AN EXAMINATION OF THE ROLE OF MACHINE LEARNING IN CYBER SECURITY AND THE ASSESSMENT OF ITS ABILITIES FOR DETECTING THREATS
DOI:
https://doi.org/10.48047/fhngtr27Keywords:
Learning Machines, Security of Information, Skills, Threat Detection.Abstract
The ground breaking implications of ML for cybersecurity are explored in this work, especially in regard to its function beyond the conventional threat detection. Traditional approaches often fail when confronted with dynamic cyber threats. The use of machine learning to analyse large datasets and identify patterns has the potential to greatly improve cybersecurity measures. The machine learning methods discussed in this article have the potential to be used in several fields, such as automated response, threat prediction, and anomaly detection. How ML models can track attack patterns over time and spot tiny warning signs that people may miss is the subject of this investigation. The research also delves into the potential applications of ML in real-time reaction systems, which can adapt to evolving threats by absorbing fresh data in real-time. The research emphasizes that ML can automate mundane security jobs, improve threat intelligence, and optimize resource allocation, in addition to detection and response.
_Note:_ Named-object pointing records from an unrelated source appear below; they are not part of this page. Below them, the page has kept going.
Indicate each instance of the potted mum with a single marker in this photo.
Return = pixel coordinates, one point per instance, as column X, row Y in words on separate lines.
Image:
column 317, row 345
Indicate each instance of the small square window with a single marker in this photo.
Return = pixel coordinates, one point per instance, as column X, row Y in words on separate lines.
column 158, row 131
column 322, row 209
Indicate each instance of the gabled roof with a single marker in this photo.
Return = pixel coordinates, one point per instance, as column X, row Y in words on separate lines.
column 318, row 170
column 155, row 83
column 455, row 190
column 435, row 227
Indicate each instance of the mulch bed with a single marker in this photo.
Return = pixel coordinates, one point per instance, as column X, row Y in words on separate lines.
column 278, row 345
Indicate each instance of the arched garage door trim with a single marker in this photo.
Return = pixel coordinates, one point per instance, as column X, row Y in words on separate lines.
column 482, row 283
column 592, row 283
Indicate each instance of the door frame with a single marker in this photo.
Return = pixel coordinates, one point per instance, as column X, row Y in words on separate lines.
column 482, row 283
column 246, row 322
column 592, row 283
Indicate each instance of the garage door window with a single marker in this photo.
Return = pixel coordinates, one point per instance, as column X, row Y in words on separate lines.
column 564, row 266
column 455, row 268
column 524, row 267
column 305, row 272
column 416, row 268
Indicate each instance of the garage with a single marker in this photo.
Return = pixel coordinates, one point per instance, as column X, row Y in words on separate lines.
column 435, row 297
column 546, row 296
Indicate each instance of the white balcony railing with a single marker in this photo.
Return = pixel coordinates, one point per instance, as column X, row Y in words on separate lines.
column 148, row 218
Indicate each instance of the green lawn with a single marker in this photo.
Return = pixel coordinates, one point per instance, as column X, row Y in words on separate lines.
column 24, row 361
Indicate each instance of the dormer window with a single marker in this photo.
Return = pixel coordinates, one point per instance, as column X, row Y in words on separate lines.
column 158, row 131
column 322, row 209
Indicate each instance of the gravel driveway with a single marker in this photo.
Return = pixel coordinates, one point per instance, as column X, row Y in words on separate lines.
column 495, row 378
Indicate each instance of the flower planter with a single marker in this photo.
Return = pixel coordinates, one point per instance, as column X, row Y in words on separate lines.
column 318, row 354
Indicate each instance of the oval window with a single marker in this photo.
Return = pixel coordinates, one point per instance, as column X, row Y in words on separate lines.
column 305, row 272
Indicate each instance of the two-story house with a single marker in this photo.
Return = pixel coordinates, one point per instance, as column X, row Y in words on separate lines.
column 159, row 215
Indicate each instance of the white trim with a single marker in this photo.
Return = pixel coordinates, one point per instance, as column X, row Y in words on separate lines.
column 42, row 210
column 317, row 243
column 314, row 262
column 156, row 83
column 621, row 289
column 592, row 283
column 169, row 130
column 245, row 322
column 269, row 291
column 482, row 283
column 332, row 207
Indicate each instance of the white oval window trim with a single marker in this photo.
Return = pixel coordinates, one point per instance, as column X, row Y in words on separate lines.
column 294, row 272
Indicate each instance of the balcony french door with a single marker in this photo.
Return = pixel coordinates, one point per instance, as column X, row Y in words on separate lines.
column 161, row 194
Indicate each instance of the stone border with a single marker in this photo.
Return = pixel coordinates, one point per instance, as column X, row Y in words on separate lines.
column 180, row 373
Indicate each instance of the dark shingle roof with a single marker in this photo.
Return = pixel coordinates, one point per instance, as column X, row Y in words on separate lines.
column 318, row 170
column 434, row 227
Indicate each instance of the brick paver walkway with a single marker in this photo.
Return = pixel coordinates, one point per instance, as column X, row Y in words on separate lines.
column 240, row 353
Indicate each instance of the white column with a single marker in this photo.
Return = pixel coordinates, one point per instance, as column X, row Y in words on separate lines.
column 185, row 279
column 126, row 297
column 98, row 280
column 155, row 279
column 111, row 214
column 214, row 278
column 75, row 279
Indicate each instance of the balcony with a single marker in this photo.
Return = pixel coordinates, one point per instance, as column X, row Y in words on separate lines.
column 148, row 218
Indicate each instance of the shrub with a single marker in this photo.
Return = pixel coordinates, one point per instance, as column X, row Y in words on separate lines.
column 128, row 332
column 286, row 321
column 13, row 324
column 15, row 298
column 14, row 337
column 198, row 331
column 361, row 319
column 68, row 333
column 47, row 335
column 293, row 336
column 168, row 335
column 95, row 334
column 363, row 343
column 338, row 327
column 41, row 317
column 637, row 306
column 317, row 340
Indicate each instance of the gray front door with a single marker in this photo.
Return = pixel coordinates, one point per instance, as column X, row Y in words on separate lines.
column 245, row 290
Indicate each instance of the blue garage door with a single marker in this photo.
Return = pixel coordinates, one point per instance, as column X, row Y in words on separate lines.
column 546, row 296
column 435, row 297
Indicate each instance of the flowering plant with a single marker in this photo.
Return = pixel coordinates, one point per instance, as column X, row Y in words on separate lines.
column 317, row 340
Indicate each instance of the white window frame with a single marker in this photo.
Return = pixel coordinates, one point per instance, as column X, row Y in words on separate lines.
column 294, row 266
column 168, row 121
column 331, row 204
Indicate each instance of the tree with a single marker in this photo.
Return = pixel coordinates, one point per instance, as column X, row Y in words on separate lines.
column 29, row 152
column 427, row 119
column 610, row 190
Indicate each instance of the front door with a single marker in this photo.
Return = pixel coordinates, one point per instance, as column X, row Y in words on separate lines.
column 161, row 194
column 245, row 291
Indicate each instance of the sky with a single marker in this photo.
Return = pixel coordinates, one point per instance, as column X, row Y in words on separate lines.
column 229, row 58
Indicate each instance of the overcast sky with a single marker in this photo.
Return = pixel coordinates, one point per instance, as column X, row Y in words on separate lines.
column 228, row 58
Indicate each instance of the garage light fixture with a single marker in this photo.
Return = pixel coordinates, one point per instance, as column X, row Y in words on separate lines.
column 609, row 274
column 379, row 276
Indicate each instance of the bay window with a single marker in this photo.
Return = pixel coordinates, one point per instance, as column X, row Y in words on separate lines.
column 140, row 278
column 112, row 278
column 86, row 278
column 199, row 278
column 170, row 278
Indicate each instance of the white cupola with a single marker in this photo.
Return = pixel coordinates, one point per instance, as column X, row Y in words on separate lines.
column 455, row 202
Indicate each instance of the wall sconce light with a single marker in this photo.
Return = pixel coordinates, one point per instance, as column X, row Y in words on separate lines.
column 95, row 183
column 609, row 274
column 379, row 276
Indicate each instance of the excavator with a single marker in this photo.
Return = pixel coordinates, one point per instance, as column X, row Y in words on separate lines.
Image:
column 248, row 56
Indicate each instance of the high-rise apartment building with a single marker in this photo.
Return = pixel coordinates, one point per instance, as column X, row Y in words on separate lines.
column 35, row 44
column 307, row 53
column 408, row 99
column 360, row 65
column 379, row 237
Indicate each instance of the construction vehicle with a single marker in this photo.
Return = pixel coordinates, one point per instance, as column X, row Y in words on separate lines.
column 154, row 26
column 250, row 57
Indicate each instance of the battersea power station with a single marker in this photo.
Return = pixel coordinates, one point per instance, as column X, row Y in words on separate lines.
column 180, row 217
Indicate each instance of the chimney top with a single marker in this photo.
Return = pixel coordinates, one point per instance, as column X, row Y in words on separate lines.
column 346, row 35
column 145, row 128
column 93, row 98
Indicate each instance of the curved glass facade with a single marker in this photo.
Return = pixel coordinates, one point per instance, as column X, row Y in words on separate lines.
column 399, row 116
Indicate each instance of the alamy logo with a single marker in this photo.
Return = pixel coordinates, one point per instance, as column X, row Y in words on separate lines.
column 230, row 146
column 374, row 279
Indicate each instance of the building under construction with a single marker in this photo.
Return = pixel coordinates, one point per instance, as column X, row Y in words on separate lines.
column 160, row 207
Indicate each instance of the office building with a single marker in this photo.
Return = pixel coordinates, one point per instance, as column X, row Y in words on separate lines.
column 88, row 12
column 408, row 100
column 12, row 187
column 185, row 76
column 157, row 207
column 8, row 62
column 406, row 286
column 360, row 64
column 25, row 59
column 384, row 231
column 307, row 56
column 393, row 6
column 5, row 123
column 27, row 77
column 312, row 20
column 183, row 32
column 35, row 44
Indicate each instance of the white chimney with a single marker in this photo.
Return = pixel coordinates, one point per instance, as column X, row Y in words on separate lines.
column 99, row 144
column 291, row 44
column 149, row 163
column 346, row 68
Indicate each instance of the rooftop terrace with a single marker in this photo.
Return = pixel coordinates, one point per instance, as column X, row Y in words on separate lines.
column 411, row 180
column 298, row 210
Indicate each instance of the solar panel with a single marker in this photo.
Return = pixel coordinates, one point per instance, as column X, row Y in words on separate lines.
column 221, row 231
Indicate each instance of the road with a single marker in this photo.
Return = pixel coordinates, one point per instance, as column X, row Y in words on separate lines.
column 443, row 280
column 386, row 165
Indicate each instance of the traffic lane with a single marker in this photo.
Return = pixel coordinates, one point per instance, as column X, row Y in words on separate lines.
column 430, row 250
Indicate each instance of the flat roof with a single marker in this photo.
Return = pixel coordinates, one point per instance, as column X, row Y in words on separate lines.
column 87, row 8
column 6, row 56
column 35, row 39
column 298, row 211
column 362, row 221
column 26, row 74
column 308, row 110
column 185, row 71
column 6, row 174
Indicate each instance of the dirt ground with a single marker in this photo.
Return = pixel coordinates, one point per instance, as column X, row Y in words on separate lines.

Organizations may be able to achieve more proactive and adaptable security postures by integrating ML into cybersecurity frameworks. Methods like ML-based behavioural analysis may help shed light on user actions and highlight suspicious patterns that may indicate security holes. In the final portion of the paper, the possibilities of machine learning to transform cybersecurity procedures are discussed at length. It shows that technology can do more than just identify threats; it can also respond to them, forecast their moves, and manage security as a whole. Additional flexible and safe cybersecurity systems might emerge in the future, thanks to the results that could open the door to additional ML studies and applications.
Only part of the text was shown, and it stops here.